Pro kontra belanja kado lebaran secara online atau offline? Waduh, istilah "kado lebaran" saja baru kali ini mendengarnya seumur-umur. Bagaimana bisa menjawab pertanyaan di atas? Makhluk apalagi kado lebaran itu?
Mungkin sekali ini memang pertanyaan khusus untuk mereka yang kekinian, bukan generasi usang seperti saya yang memahami kado lebaran sebagai parcel pada jaman dahulu.
Tahun 70-an, parcel adalah bingkisan yang diberikan kepada mitra bisbis dan pejabat pemerintah. Ia menjadi salah satu bagian dari momen dalam merayakan kemenangan setelah satu bulan berpuasa.

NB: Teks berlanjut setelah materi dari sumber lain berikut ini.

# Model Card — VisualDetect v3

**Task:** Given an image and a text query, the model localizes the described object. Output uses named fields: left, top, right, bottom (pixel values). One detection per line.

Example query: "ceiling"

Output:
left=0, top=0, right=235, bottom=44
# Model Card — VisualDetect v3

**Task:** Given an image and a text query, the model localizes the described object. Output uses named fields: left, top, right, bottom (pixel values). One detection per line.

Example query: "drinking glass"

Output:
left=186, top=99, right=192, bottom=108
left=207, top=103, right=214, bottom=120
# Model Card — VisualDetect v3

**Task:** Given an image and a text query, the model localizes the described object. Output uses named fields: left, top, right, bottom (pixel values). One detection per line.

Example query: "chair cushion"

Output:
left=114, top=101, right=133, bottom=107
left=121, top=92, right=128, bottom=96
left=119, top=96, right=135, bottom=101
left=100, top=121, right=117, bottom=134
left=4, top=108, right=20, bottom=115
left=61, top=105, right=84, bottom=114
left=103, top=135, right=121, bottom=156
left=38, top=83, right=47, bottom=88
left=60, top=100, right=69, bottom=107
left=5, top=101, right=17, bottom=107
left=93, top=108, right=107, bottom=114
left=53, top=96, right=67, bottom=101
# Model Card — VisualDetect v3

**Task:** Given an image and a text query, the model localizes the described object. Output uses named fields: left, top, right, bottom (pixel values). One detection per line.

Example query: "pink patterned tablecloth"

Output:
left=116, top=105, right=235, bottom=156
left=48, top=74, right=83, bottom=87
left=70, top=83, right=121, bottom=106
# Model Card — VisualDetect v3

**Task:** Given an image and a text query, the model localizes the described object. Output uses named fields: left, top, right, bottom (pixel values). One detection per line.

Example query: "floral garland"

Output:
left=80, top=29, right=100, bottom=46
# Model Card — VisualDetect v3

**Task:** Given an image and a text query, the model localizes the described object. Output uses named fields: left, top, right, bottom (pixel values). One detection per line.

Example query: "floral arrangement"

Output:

Bingkisan-bingkisan tersebut bisa dibuat sendiri atau dipesan melalui pihak ketiga yang bergerak di bisnis bingkisan sekaligus mengirimkannya ke alamat tujuan. Isi bingkisan bisa bermacam-macam, mulai dari sirup, kue kering, cangkir, piring, sampai ke peralatan mahal. Malah jaman dulu ada yang berisikan wine dan permen berisi wiski, selain kue.
Namun sejak dianggap gratifikasi, maka lalu lintas pemberian parcel menyurut. Memang pada saat itu tujuan mulia parcel diselewengkan oleh orang-orang dan kemudian dijadikan salah satu "tools" untuk menyogok pejabat atau mitra bisnis yang memiliki posisi penting. Bingkisan yang merupakan salah satu bentuk silaturahmi atau rasa terimakasih kepada relasi berubah makna menjadi alat sogokan.
Bagi orang bukan berposisi penting, bisa memesan parcel ke toko serba ada sekalian diantar ke rumah. Seolah-olah ada yang mengirim.
Bertanya ke Google, kado lebaran adalah hadiah untuk orang tua, anggota keluarga, teman, kekasih  yang dapat menambah arti momen itu dan menciptakan kesan positif bagi penerimanya. Ya iyalah, namanya juga dikasih gratis! Bentuknya bisa berupa pakaian, uang, kue, parcel, alat makan, alat masak, voucher dan lain sebagainya.
Untuk itu rasanya saya bisa berdamai dan memahami kado lebaran sebagai hal yang nyaris sama saja dengan konsep parcel pada jaman dulu.
Perihal pro kontra antara pembelian kado lebaran secara online dengan offline, saya tidak mempunyai pengalaman dan pengamatan terhadap fenomena ini. Ketiadaan data empiris menyebabkan saya tidak berani menjawab pertanyaan di atas.
Bisa-bisa menjadi cerita kosong melompong banyak bohongnya.
Di luar konteks itu, hanya sekali saja saya berbelanja online.